Rating Is Futile
My boss Shane Buettner has been taking the heat recently for eliminating our product review rating system. In addition to the comments on his blog of last week, he's also been reading a torrent of opinion in the magazine's regular stream of reader mail. When Shane notes that he dropped the ratings with the "complete support of HT’s staff," that definitely includes me. I had been trying to persuade my editors to kill the ratings long before Shane took over.
The memo below dates from April 2007. It was originally a behind-the-scenes editors-only email, but I'm going public with it because I want readers to understand what someone who has bestowed many HT ratings actually thinks of rating systems. For the moment, I don't have much to add to my original opus, except to say that I work like the devil to write reviews for the magazine--and I want people to actually read them, not just scan a few numbers. Nothing depresses a professional writer more than a system that encourages people not to read what I write.
I should also note that I wrote the following memo under the assumption that the rating system would not be killed but might be revamped. My overwhelming preference, as stated in the first graf, was always to discontinue the ratings and I'm glad it finally happened.
All rating systems are inherently flawed because they try to put an objective sheen on something that's inherently subjective. In the best of all possible worlds, we would not use ratings at all, especially since we already provide objective measurements. Since we don't live in the best of all possible worlds, let's move on.
There are at least two serious problems with all rating systems. One we're all aware of is Rating Creep. We want to be nice to our industry contacts, especially since many of them are advertisers, so our 100-point scale doesn't really have 100 points. If the reviewer never bestows anything below 85, it is a 15-point scale. If the threshold is 88, a 12-point scale. Etc.
The other problem is the Linearity Trap. Ratings are inherently linear and therefore misleading. For example, let's say there are only two factors in a build-quality rating. The enclosure is very well-made and is worth 95 points in itself. But the drivers are mediocre and therefore worth 85 points. If the reviewer gives them equal weight, she averages them out to 90 points. But in this example, this is just plain wrong because there's nothing 90-points-ish in any of the product's build-quality characteristics.
There is nothing we can do about the Linearity Trap except to radically increase the number of rating categories or (always my preference) abandon them altogether. However, there is a cure for Rating Creep, and that's to reduce the rating range. Some examples:
Pass/Fail System: Make a binary decision. You're done.
Three-Point System: Fail, pass, and wow this is the greatest thing ever. In operation, since we would tend to avoid products that fail, this is another binary decision: Is it the greatest thing ever, or just OK? The dominant rating is pass. This system would work best if reviewers were strongly discouraged to give the top rating except on special occasions.

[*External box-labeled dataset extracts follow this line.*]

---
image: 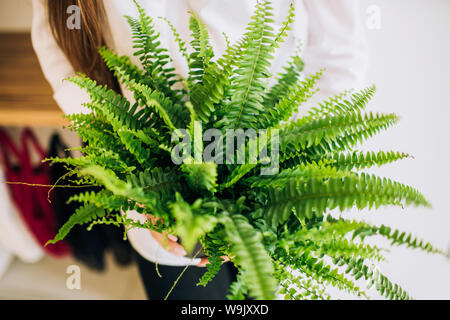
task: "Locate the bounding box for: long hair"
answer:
[47,0,119,91]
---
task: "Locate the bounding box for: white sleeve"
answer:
[303,0,369,106]
[31,0,89,114]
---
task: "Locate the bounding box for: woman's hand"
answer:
[147,215,230,267]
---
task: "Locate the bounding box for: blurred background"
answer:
[0,0,450,299]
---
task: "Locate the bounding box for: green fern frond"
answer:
[223,214,276,299]
[45,204,106,245]
[265,173,429,225]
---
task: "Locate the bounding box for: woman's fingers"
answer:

Five-Point System: A B C D F. And no pluses or minuses. In operation this is way less than a five-point system, since anything C or below would be interpreted by readers and manufacturers as a failure. Again, the A rating is only for special occasions. The dominant rating is B.
Ten-Point System: In practice, four points: fail, 8, 9, and the rarely used 10. The dominant ratings are 8 and 9. Resisting Rating Creep is more difficult but not impossible.
100-Point System: Finally, here is a retooled 100-point system that Stewart Wolpin and I came up with at etown.com (we were overruled). The midpoint is 50. Everything above 50 is above average and everything below 50 is below average. The benefit of using a midpoint instead of a minimum is that it allows greater dynamic range. In practice there would be a floor and a ceiling but this system still allows a lot more latitude, and simply breaking old habits might make it ... interesting.
The argument in favor of a 100-point school-style rating system (like what we use now) is that people recognize immediately how it works. But Rating Creep reduces the dynamic range. At etown, using the system that was unwisely shoved down our throats, the official dictate was not to go below 70 or above 95, reducing the official dynamic range to 25 points in theory, and it was much less in practice. The argument against this system is that it is inherently prone to collapse. The more familiar it is, the more likely it is to slip.